City leaders say they're trying to reduce that pollution and keep the White River safe so people can enjoy it. However, it requires a sewer system overhaul, including construction and money to fix the issue.

You can't miss the construction while driving through downtown Muncie. Some drivers complain it's a headache, but Muncie leaders are saying there would be a much bigger problem if it wasn’t happening.

"A hotel could be built, but it would've been a disaster because the problems we have at this point in time would've been multiplied dramatically,” said Bill Smith, president of the Muncie Sanitary District.

With new buildings going up, the sewer systems need to be upgraded.

"A lot of the downtown sewers were built in the 1880s and go into a sewer called the primary outfall sewer," said Mike Cline, vice president of the Muncie Sanitary District Board of Commissioners.

"When it was announced that the ARC training center would be built here, we knew our downtown storm sewer system was too small to handle that," he said.

Besides the need to change with growth, the sanitary board of commissioners says it's a vital part of keeping the city's natural resources safe.

Millions of gallons of storm water gets polluted one way or another or it's laced raw sewage through the outdated system and it's flowing into Buck Creek and the White River.

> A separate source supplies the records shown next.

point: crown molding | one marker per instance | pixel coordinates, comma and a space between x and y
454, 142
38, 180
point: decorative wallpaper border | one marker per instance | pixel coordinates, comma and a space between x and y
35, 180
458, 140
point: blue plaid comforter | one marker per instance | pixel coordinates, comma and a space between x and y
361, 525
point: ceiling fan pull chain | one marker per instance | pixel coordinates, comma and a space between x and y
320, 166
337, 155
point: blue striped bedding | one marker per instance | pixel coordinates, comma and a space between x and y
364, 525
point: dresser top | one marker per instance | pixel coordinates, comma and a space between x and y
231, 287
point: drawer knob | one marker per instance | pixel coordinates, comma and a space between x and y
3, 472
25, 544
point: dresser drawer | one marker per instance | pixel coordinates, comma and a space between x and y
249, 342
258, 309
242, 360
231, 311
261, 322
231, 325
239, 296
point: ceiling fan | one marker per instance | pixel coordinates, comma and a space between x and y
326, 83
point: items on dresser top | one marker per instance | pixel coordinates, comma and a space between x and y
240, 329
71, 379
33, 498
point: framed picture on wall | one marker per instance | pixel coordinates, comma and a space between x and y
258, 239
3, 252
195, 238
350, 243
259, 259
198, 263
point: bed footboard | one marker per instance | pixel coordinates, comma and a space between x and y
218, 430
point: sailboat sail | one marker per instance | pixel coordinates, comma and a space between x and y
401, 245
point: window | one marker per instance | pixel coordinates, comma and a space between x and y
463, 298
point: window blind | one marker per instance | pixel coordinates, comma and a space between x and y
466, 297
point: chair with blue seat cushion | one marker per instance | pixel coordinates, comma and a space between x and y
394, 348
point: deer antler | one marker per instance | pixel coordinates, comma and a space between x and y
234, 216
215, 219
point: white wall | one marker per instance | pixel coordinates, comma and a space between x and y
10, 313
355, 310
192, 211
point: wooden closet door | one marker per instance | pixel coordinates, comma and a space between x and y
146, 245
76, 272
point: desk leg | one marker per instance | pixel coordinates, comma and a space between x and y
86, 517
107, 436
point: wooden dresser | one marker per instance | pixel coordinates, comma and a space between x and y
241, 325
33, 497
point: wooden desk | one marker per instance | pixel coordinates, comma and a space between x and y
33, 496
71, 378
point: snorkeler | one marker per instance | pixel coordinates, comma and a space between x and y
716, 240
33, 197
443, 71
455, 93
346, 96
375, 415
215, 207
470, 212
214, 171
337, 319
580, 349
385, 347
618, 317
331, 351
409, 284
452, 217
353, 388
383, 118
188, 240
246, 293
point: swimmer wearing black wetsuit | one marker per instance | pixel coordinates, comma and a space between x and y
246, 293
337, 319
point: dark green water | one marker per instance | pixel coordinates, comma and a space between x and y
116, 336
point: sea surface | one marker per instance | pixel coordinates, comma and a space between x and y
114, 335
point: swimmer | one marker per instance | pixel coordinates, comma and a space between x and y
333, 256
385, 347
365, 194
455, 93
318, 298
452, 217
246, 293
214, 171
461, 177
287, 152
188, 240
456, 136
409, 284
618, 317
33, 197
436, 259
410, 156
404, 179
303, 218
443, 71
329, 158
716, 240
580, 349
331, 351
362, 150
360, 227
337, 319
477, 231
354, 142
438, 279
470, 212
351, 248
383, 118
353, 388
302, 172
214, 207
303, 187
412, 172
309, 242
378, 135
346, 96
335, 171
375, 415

Now, millions of dollars are needed to overall that system. The original estimate was $160 million.

"The Muncie Sanitary district is dedicated to improving the water quality of the White River, and that could be a combination of combined sewer overflow reduction, storm water treatment and new sewer construction, and if we can do all that while helping downtown grow again, then we've got the best of all worlds,” Cline said.

The city has until 2031 to reach the mandated standards set for clean water, but the $160 million price tag would fall on taxpayers over the years. City leaders say they're working to reduce that number.

In Indianapolis, work has been done to clean up the White River as well. Crews have been working on a $1.6 billion project to create a tunnel system that can hold sewage before it’s treated. Cities across Indiana are dealing with outdated sewage systems.